Closed jramsley closed 2 years ago

jramsley commented 2 years ago

__createBinding, which is used in __exportStar, uses accessor descriptors to get exported modules. In our product, we see a 10x performance degradation referencing exported enums this way compared to using a direct access object. We've verified that by refactoring our enum exports to be explicitly defined and not *, this issue is not seen.

Likewise, this issue is not seen in v1.14.0 when __createBinding looks like

    __createBinding = function(o, m, k, k2) {
        if (k2 === undefined) k2 = k;
        o[k2] = m[k];
    };

current implementation:

    __createBinding = Object.create ? (function(o, m, k, k2) {
        if (k2 === undefined) k2 = k;
        Object.defineProperty(o, k2, { enumerable: true, get: function() { return m[k]; } });
    }) : (function(o, m, k, k2) {
        if (k2 === undefined) k2 = k;
        o[k2] = m[k];
    });

JSBench: https://jsbench.me/yokwmk1mau/1

jakebailey commented 2 years ago

With #168 merged, is this issue fixed? @jramsley can you still reproduce this in the latest tslib?

jramsley commented 2 years ago

It helps, but it is still tangibly slower using descriptors than accessing the object directly. It is still a 2x performance degradation compared to overwriting tslib with

    __createBinding = function(o, m, k, k2) {
        if (k2 === undefined) k2 = k;
        o[k2] = m[k];
    };
ExE-Boss commented 2 years ago

@jramsley

    __createBinding = function(o, m, k, k2) {
        if (k2 === undefined) k2 = k;
        o[k2] = m[k];
    };

The issue with that is that if m[k] is later mutated (or is a getter), the mutation won’t propagate when accessing o[k2], like it does in the case of real ES modules.

jakebailey commented 2 years ago

Yeah, that's the case I was trying to remember (thanks for remembering). One can write:

// @filename: /mod.ts
export let foo = 1234;

// @filename: /index.ts
import { foo } from "./mod"

And foo in the second module will change when mod.ts changes its value.

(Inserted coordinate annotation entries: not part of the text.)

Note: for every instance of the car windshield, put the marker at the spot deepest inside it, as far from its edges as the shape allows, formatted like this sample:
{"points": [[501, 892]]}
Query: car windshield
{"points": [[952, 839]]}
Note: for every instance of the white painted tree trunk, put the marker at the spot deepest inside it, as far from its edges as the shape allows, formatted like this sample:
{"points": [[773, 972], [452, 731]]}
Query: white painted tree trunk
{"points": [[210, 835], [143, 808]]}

jramsley commented 2 years ago

The issue with that is that if m[k] is later mutated (or is a getter), the mutation won’t propagate when accessing o[k2], like it does in the case of real ES modules.

This is correct, but for our use case the * import is for classes and enums which aren't being mutated.

jakebailey commented 2 years ago

Unfortunately, I don't think TypeScript is going to be able to provide the info required to prove that we can make that optimization; if you're doing export * from "./otherFile" in some file, it can't know which of those bindings are mutable and which aren't (and that can continue onward as it's reexported). I think that this is about as fast as we're going to be able to make it.